Harry Potter fans don’t need to be sad that the beloved magical series ended years ago. That’s because JK Rowling keeps them satisfied with stories and updates from the magical world. The latest traces the boy wizard’s family history and reveals where he got that Invisibility Cloak.
Rowling‘s “magical corner of the Internet,” Pottermore, has gotten a redesign and will feature even more for insatiable fans, including updates via a “Pottermore correspondent” of the film Fantastic Beasts and Where to Find Them and the upcoming stage play Harry Potter and the Cursed Child, the Guardian reported.

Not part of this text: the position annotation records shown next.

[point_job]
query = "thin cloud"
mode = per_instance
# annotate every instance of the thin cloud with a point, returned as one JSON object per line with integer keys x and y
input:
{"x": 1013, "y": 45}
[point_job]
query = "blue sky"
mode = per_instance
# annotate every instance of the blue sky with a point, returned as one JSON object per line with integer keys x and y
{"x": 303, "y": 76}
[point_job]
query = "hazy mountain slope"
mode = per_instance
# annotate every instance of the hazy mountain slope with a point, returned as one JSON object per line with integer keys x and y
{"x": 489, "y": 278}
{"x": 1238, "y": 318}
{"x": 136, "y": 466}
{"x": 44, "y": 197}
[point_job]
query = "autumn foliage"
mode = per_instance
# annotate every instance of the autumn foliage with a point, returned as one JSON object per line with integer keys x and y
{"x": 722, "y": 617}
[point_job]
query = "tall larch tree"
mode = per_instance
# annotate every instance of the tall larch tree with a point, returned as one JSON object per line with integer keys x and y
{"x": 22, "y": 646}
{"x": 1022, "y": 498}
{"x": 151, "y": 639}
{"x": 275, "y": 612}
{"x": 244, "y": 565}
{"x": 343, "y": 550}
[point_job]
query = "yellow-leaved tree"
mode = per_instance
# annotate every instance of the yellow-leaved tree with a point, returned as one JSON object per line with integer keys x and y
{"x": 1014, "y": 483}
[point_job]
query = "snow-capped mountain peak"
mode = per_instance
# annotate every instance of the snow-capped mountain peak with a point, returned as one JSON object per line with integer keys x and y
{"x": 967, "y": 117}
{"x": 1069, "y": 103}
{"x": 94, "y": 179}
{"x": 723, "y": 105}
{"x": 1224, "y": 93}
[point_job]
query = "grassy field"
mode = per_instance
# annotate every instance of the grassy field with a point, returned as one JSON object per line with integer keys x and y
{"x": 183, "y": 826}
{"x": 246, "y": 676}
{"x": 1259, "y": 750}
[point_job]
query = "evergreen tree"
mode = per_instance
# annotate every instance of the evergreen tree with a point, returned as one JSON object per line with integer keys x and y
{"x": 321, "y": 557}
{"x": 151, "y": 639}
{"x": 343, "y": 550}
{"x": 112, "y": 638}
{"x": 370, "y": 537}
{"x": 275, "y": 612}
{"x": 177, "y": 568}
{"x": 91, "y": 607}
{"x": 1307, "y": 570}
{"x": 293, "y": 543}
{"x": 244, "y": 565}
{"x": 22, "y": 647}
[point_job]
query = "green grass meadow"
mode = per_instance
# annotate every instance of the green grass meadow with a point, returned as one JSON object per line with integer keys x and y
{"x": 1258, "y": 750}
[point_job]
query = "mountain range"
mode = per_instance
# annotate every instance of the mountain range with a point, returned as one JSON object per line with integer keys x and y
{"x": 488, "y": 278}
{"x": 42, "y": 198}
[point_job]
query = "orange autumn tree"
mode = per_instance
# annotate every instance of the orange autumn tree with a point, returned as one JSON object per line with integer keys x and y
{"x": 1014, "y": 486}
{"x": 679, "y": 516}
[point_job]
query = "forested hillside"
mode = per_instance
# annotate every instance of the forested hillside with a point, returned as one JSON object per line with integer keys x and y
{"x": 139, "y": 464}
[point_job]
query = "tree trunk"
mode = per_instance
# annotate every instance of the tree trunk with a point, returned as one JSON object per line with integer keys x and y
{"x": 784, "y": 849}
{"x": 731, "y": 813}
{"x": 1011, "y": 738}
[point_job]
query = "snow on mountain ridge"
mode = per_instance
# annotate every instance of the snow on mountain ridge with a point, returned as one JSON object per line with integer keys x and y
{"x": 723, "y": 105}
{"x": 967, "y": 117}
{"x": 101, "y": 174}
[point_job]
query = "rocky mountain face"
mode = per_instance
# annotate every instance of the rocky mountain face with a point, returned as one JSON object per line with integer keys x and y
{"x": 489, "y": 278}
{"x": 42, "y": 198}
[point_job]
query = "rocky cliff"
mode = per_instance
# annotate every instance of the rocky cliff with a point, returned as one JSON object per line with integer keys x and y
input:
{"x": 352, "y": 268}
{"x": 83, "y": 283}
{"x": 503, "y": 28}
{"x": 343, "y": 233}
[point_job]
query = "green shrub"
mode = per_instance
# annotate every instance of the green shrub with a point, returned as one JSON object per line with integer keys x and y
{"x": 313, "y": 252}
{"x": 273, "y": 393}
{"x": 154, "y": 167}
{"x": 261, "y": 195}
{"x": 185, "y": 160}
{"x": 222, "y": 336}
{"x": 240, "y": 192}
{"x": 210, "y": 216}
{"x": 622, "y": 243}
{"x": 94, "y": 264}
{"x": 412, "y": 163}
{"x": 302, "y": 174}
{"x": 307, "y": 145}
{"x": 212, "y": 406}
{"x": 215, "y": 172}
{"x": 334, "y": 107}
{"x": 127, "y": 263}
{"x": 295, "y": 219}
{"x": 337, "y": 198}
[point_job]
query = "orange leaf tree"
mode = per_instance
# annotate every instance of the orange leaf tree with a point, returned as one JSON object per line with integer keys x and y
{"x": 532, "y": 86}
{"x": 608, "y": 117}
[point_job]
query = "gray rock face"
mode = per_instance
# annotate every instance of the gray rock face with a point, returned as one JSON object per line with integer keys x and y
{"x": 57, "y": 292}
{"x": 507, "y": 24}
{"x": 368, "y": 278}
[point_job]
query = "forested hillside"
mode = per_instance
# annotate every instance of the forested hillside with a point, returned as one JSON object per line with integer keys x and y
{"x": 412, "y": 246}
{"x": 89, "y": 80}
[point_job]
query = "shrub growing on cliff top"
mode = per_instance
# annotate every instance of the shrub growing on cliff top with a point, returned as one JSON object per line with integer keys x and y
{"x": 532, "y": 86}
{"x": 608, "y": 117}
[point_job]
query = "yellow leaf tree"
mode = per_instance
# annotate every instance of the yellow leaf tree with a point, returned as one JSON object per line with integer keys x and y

“JK Rowling is continuing to expand her magical universe, and as the wizarding world expands, so does Pottermore,” said the website’s chief executive officer, Susan L. Jurevics. “The fascinating story of the Potter family, from the author herself, will enthral everyone interested in this world and shows just how JK Rowling’s writing remains at the heart of our new site.”
JK’s latest story gives readers the inside scoop on Harry’s illustrious family history and source of his heaping pile of gold over at Gringotts. Among Rowling’s historical revelations, according to the Independent (which has the full story), are the following.
- The Potter family dates back to the 12th century and wasn’t included on a ‘Sacred Twenty-Eight’ list of pure-blood families because it’s a common Muggle surname, JK wrote.
- The family fortune began with the original Potter, a wizard named Linfred of Stinchcombe nicknamed “Potterer” and whose magical remedies for his neighbors and medical experiments were the predecessors to popular mainstream potions.
- The Invisibility Cloak was passed down from a Godric’s Hollow witch named Iolanthe Peverell, who married Linfred’s son, Rowling wrote. The cloak was her grandfather’s and had been handed down to the eldest in each new generation following that marriage.
- Oh, and James Potter’s dad’s name was Fleamont — a moniker that earned him plenty of taunts in school. Fleamont created “Sleekeaky’s Hair Potion” and made the family even richer, then died of dragon pox alongside his wife, Euphemia. Thus James got the cloak — and then Harry.
Years after the last book was published, fans continue to eat up anything JK Rowling writes. And some of those who grew up on the novels as children are passing on the love of the books and of reading.
According to the Irish Mirror, readers have started secreting notes inside used Potter books or library editions. This habit has also inspired the hashtag #PotterItForward, where people can share said notes with other fans. It was started by fan site MuggleNet.
Meanwhile, JK Rowling isn’t just typing up new stories in her wizarding universe, she’s also had to defend an element of her famous stories on Twitter, People added. Fellow author Ian Rankin brought a magazine article to her attention recently that advised people short on space to stuff their children into a cupboard, similar to the one the boy wizard was forced into by the Dursley’s.
JK Rowling wasn’t pleased with the comparison.
“I would like to make it clear that I don’t endorse shutting children under the stairs. Thought I’d made that clear.”